In the southern part of the city, the researchers unearthed a bakery, a cooking and food preparation area, complete with ovens and storage pottery.
“From its size, we can state the kitchen was catering a very large number of workers and employees,” they said.
The scientists also partly uncovered an administrative and residential district of the city.
“This area is fenced in by a zigzag wall, with only one access point leading to internal corridors and residential areas,” they said.
“The single entrance makes us think it was some sort of security, with the ability to control entry and exit to enclosed areas.”
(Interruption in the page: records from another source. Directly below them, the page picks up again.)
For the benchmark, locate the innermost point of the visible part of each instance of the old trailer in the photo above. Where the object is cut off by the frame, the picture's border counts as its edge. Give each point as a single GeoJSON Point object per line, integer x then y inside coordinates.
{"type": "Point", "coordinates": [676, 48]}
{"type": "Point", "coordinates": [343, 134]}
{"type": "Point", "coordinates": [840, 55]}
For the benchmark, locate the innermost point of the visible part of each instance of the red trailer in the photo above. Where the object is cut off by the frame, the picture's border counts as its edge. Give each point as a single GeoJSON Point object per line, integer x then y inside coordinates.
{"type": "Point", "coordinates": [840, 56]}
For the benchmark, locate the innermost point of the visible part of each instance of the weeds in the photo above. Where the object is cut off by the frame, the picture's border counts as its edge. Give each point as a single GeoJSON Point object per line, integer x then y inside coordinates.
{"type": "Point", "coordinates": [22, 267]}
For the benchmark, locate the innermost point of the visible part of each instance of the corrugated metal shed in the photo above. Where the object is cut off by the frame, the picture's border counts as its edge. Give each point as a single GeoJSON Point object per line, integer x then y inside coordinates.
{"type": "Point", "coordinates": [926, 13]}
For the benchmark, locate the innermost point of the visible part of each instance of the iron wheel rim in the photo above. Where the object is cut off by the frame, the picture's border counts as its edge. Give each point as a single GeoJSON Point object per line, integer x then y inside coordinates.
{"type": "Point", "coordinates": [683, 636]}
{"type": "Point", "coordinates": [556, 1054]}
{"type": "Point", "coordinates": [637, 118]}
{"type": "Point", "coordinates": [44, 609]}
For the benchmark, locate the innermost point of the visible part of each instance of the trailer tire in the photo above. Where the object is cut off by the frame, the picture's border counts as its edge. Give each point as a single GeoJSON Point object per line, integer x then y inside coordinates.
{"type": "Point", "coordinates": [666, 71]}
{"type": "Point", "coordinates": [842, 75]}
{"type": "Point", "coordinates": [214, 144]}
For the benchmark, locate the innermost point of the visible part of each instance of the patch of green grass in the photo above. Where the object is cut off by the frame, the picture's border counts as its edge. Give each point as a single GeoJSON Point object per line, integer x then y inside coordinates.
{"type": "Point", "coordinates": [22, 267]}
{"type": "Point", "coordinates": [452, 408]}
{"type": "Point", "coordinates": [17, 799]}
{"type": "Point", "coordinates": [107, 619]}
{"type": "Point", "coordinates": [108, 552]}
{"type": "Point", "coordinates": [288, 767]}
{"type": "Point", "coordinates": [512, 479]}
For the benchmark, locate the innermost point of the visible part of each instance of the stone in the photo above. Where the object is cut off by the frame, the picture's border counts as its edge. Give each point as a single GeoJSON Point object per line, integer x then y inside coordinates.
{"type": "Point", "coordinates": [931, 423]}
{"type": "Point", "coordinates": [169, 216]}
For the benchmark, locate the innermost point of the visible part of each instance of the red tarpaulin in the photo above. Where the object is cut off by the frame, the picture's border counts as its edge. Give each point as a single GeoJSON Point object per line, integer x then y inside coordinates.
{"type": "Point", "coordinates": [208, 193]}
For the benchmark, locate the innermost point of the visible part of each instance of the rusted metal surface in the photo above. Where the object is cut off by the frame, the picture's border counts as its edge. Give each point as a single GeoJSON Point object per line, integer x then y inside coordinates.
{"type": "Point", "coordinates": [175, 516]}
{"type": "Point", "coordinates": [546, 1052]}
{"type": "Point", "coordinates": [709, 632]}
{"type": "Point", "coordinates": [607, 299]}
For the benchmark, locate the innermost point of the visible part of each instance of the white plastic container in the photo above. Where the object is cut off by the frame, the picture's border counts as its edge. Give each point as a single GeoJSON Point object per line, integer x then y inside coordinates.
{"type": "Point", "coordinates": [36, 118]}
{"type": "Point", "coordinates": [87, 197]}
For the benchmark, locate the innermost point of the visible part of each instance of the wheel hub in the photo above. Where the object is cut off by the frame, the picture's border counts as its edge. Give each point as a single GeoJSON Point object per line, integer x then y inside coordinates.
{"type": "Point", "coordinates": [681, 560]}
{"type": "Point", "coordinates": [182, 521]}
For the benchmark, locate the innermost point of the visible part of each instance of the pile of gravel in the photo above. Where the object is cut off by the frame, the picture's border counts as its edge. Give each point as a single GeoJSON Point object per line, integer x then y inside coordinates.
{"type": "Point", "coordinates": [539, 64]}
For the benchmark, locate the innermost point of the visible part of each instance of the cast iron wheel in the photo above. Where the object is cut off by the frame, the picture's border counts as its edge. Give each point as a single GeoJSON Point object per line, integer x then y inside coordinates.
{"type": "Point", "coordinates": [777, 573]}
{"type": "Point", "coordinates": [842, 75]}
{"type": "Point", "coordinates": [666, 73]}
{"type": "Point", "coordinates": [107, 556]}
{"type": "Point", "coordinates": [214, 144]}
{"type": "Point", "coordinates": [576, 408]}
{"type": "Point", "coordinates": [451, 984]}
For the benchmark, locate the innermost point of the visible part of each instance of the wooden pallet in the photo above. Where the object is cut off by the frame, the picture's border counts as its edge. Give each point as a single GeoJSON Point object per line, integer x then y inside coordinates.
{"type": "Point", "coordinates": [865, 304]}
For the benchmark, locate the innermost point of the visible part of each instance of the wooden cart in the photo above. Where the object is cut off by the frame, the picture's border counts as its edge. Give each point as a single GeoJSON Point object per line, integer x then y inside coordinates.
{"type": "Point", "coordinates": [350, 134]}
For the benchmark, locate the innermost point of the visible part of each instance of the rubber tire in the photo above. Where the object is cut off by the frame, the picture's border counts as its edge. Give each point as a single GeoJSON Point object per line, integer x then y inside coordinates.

“Zigzag walls are one of the rare architectural elements in ancient Egyptian architecture, mainly used towards the end of the 18th dynasty.”
The team also found a workshop with bricks bearing the cartouche of Amenhotep III and a large number of casting molds for the production of amulets and delicate decorative elements.
“One of the most recent finds — a vessel containing 10 kg of dried or boiled meat — has a valuable inscription: ‘Year 37, dressed meat for the third Heb Sed festival from the slaughterhouse of the stockyard of Kha made by the butcher luwy’,” the archaeologists said.
“This valuable information, not only gives us the names of two people that lived and worked in the city but confirmed that the city was active and the time of Amenhotep III’s co-regency with his son Akhenaten.”
“The excavation also reveals a mud seal with inscriptions that can be read: ‘gm pa Aton’ that can be translated as the ‘domain of the dazzling Aten,’ this is the name of a temple built by Akhenaten at Karnak.”
“As history goes, one year after this pot was made, the city was abandoned and the capital relocated to Amarna.”